The current account is swinging back from a 3.7 billion dollar deficit in 2008, when Sri Lanka entered a balance of payments crisis. The island is prone to balance of payments crises since it follows a soft pegged exchange rate regime.
A steep contraction in the current account also occurred in the wake of a severe balance of payments crisis in 2001, when a deficit of 1,066 million US dollars in 2000, dwindled to just 215.1 million in the following year.
More Income
Sri Lanka started to register large and persistent trade deficits after 1977, when the economy was opened up and people went abroad for foreign jobs, increasing incomes.
Remittances started to increase the spending power of the people and capital inflows - especially foreign aid - also added to domestic purchasing power, driving import demand.
In Sri Lanka, the current account - especially imports via the trade account - is the key escape valve for foreign inflows as the capital account is restricted.
Money also flows out when the central bank sterilizes current inflows to build up foreign reserves, further restricting the spending power of the economy in the wake of a balance of payments crisis.

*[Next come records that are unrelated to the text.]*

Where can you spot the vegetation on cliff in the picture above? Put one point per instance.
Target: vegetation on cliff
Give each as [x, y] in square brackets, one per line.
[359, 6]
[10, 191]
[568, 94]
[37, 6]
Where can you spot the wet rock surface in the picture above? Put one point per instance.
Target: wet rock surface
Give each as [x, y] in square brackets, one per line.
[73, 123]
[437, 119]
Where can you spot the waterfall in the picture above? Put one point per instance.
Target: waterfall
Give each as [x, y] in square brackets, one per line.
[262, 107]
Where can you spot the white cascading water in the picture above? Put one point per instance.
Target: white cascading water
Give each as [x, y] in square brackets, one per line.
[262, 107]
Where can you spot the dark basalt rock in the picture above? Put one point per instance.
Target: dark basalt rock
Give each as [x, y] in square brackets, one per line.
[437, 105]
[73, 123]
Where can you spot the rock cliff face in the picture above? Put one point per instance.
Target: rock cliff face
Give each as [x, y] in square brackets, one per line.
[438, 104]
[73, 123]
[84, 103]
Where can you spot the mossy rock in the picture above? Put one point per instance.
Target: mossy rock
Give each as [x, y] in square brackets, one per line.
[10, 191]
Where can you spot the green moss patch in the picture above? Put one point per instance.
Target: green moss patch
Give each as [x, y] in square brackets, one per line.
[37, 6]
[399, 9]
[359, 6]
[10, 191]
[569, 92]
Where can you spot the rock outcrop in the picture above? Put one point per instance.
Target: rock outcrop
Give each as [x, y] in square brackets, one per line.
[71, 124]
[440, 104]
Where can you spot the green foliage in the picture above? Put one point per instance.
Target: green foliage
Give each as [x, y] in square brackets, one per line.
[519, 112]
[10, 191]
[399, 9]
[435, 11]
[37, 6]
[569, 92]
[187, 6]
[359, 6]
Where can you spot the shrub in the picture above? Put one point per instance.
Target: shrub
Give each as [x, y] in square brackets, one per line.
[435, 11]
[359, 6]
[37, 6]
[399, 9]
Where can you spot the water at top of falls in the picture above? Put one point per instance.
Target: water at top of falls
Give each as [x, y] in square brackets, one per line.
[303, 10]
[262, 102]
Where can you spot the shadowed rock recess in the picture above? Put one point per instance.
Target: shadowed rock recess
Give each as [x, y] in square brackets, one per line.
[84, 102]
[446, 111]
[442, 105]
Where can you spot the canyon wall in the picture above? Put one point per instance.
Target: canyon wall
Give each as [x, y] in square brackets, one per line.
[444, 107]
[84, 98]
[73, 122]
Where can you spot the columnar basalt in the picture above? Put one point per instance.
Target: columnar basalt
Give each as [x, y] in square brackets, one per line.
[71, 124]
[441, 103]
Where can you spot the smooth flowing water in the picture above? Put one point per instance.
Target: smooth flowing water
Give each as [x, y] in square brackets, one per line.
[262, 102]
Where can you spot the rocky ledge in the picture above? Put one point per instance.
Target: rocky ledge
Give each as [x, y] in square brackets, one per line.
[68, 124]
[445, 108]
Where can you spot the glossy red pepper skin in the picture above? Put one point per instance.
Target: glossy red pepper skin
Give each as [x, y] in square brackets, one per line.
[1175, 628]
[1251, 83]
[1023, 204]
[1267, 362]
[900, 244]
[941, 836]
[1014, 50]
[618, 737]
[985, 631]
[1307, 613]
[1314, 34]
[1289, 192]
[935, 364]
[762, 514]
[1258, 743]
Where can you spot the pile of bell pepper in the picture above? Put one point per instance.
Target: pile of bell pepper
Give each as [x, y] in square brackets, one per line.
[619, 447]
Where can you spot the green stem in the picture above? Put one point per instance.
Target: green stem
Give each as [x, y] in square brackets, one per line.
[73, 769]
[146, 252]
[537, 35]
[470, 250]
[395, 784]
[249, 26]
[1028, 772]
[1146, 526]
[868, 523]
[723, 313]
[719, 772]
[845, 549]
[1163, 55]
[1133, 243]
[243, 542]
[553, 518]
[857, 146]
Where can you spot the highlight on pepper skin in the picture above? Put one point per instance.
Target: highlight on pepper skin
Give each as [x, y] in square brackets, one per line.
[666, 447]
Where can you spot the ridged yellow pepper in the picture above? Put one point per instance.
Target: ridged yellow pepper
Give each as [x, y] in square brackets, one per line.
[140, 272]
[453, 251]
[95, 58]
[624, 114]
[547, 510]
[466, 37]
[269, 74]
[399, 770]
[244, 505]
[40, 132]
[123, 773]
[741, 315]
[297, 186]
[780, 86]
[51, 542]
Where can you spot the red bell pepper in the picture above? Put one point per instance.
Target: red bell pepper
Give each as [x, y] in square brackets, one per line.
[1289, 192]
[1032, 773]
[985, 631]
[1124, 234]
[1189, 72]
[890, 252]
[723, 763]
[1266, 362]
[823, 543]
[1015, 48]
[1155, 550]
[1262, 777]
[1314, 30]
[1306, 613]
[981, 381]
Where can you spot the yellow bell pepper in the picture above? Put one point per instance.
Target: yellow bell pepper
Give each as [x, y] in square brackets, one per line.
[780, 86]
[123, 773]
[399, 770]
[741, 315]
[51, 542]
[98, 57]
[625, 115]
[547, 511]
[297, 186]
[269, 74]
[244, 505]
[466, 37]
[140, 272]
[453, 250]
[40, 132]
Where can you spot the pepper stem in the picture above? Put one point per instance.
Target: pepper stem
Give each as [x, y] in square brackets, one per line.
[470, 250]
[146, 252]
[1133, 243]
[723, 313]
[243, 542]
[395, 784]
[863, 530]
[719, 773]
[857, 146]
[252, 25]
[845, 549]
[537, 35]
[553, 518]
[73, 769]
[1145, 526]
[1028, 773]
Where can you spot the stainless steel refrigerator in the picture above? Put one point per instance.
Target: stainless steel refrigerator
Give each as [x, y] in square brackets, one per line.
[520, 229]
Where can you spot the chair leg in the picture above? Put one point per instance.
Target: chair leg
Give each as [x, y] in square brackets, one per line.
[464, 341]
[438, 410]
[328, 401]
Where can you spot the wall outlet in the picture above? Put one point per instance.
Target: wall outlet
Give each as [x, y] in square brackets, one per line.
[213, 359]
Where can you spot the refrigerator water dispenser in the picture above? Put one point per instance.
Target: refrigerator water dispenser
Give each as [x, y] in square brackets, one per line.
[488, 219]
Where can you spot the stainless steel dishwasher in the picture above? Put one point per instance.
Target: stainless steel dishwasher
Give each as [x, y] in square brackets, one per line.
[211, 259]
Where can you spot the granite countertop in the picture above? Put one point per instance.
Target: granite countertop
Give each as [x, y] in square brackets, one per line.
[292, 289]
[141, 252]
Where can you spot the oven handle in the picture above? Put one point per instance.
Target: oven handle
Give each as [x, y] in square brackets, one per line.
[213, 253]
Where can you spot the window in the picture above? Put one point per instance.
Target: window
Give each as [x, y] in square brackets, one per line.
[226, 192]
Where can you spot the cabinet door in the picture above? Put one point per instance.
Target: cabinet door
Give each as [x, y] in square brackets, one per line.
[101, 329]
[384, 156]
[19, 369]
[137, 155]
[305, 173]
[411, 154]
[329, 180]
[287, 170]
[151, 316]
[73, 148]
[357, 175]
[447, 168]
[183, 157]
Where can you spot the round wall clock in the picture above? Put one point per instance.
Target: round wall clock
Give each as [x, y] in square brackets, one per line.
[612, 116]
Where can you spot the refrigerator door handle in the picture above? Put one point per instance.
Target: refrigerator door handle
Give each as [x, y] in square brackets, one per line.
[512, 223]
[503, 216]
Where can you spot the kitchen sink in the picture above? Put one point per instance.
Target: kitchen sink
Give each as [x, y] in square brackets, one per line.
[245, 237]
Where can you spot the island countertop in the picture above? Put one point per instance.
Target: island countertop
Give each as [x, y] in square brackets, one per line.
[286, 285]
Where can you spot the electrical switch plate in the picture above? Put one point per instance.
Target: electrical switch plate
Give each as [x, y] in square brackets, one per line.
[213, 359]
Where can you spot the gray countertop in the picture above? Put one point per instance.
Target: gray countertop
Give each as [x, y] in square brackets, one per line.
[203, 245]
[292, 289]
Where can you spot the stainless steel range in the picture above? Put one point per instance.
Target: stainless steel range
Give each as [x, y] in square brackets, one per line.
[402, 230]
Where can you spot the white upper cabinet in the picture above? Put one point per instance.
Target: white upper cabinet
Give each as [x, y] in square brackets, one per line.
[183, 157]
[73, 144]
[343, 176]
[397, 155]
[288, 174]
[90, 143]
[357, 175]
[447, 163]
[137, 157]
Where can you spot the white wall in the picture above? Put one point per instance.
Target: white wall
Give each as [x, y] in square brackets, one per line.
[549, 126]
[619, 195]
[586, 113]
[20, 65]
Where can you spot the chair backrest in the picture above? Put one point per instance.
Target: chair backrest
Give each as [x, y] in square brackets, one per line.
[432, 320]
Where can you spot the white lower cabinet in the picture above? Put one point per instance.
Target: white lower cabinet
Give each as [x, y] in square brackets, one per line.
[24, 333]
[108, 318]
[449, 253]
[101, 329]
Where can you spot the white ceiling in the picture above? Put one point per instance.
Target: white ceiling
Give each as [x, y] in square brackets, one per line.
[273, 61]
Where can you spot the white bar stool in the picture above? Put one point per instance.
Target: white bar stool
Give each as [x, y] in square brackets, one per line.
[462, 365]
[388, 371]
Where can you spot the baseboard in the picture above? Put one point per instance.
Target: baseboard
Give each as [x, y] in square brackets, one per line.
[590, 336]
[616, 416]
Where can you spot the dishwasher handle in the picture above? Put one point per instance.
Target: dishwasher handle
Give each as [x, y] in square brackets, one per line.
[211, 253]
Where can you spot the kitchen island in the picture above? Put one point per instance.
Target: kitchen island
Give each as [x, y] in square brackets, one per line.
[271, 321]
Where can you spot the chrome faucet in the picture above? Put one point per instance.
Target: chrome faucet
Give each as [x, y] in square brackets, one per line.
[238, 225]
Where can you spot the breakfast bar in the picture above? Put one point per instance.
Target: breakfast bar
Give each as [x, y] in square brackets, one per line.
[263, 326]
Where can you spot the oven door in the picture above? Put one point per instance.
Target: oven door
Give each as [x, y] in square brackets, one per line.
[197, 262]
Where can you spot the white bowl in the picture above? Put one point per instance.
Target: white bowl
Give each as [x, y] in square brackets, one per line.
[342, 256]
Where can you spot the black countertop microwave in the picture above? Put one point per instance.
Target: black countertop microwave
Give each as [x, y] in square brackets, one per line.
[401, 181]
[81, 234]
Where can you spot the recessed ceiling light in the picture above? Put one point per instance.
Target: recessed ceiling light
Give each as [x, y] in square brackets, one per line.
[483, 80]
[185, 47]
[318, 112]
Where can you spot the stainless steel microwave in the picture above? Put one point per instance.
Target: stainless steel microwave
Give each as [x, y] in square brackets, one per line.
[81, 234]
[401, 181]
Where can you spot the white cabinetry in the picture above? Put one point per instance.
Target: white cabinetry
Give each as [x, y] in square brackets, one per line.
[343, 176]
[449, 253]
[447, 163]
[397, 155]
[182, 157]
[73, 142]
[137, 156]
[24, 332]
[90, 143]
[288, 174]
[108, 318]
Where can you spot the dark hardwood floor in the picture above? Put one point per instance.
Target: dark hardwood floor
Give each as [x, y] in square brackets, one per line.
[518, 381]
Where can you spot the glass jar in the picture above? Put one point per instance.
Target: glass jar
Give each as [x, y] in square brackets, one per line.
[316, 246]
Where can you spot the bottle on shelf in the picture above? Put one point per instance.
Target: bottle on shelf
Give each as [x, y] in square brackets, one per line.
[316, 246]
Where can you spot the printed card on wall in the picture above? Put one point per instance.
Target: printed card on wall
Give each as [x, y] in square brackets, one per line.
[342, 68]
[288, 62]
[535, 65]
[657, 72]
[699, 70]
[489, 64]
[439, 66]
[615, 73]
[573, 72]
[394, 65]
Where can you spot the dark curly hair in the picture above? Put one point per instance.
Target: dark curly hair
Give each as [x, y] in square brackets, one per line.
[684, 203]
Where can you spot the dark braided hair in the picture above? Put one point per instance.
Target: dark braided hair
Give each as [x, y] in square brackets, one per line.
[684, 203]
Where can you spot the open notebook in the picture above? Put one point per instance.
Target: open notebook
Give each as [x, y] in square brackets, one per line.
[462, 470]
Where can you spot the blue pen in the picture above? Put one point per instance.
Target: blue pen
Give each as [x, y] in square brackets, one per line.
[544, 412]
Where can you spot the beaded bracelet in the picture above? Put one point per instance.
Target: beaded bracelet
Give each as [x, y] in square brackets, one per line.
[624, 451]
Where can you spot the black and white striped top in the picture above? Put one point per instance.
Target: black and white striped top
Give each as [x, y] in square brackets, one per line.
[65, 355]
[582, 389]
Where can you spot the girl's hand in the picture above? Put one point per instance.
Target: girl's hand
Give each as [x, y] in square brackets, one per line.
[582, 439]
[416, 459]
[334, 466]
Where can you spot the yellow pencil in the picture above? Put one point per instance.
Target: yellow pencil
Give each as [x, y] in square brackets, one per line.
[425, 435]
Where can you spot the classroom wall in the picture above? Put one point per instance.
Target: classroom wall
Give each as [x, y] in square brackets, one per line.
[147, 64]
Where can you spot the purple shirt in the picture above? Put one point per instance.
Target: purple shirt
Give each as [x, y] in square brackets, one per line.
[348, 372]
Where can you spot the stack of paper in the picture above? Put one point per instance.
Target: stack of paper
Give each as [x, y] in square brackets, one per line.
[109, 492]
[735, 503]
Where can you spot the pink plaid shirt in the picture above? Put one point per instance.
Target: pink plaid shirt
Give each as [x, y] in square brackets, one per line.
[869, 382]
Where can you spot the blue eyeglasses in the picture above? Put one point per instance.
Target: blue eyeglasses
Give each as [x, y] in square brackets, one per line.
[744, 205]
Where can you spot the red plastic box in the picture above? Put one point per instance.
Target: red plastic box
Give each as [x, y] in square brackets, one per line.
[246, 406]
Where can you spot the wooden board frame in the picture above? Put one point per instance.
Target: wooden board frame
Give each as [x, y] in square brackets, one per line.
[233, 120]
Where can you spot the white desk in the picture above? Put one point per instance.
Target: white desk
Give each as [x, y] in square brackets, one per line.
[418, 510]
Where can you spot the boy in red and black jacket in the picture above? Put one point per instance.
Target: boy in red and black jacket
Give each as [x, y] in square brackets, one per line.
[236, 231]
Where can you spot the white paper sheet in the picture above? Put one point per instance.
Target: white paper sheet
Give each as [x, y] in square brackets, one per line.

The central bank has locked up over five billion US dollars in reserves this year. Some were from the IMF and some were borrowed reserves directly swapped for government bonds, bypassing the domestic economy.Empty Pockets
During and soon after a balance of payments crisis, imports collapse also because interest rates shoot up and banks are hit by liquidity shortages. This increases bad loans, banks restrict credit, slowing the economy and import demand.
It is also usual for the government to impose trade controls, in the form of punitive taxes, or additional margins for letters of credit amid a balance of payments crisis, until a float of the currency and International Monetary Fund help comes.
In 2009, however the demand for Sri Lanka's exports also crashed amid a global slump, further reducing the incomes and spending power in the domestic economy.
But credit growth and economic activity, is now starting to pick up.
The Central Bank has also said it was planning to relax capital controls.
A true and a sustainable improvement in the current account takes place either in an improvement in exports or an increase in the services income. The present current account surplus has been brought about by none, but a stable level of remittances which is again vulnerable to growth prospects in the Western world and the Middle East.
The complacence expressed is like a diabetic who, after seeing a blood sugar report taken just after an insulin injection, throws away his medicine kit.
The danger is, with the soft peg in force, the exchange rate becomes artificial and both exports and remittances get penalised, while imports and service payments get incentivised leading to a permanent BOP problem.